My sisters and I called him ಅಣ್ಣಣ್ಣ (aNNANNa). He was the
elder cousin of my father, whom we called ಅಣ್ಣ (aNNa), which
means elder brother. Being aNNa’s aNNa, he became aNNANNa. He was one of
the most well-read people I have met. His formal education ended perhaps at intermediate
(12 years of formal education). Though he had to take up a job, (as a ticketing
clerk in a touring kannaDa drama company, if I remember right) he kept in touch
with his deep interest in literature, mathematics, philosophy and politics (leftist
philosophy) and life and the world in general. When younger, he read
mathematics in his spare time.
Later, he managed the agricultural
lands of a landlord, in a place called kilAra. He bought a small house in
Mysore to enable his children to study further. That is when he became more of
a regular visitor to our place. He came home and talked to my father about various
things. Sometimes the discussions would get really heated and voices would be
raised. My mother had to come out and calm them down – “The neighbours will
think that there is a fight on!” The discussions were most illuminating.

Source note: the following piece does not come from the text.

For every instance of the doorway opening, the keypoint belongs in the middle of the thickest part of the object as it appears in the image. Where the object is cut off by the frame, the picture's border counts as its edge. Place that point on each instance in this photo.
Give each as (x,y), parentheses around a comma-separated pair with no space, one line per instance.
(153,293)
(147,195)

He was shy and unobtrusive. After talking
to my father for an hour or so, my mother would offer him something to drink.
Invariably his drink of choice was hot water as he suffered from Asthma. He used
to drink coffee, once upon a time. He was an ardent Gandhian. Once he was
trying to make a man from his village give up alcohol. That man challenged
aNNaNNa “it is easy for you to ask me to give up drinking. Let me see if you
can give up coffee!” He never touched coffee again.
It was almost impossible to make a
biased, sweeping, generalized statements in his presence. With a sweet and
inquisitive smile on his face, he would challenge it. I had to either withdraw
it completely or modify it so much that it was no longer as broad or as
sweeping or as biased as it once was. I have a feeling that it taught me to
weigh my words before I speak. And eventually it made me wary of almost all
kinds of generalisations and biases. My
father had a very big role in this too. But what aNNaNNa did was different.
He passed away when I was on travel.
I was back for the 13th (?) day rituals. At lunch that day, along
with the usual “tAmbUla” all those who attended were given a copy of DVG’s “mankutimmana
kagga”. I thought that THAT was a befitting way to end those rituals.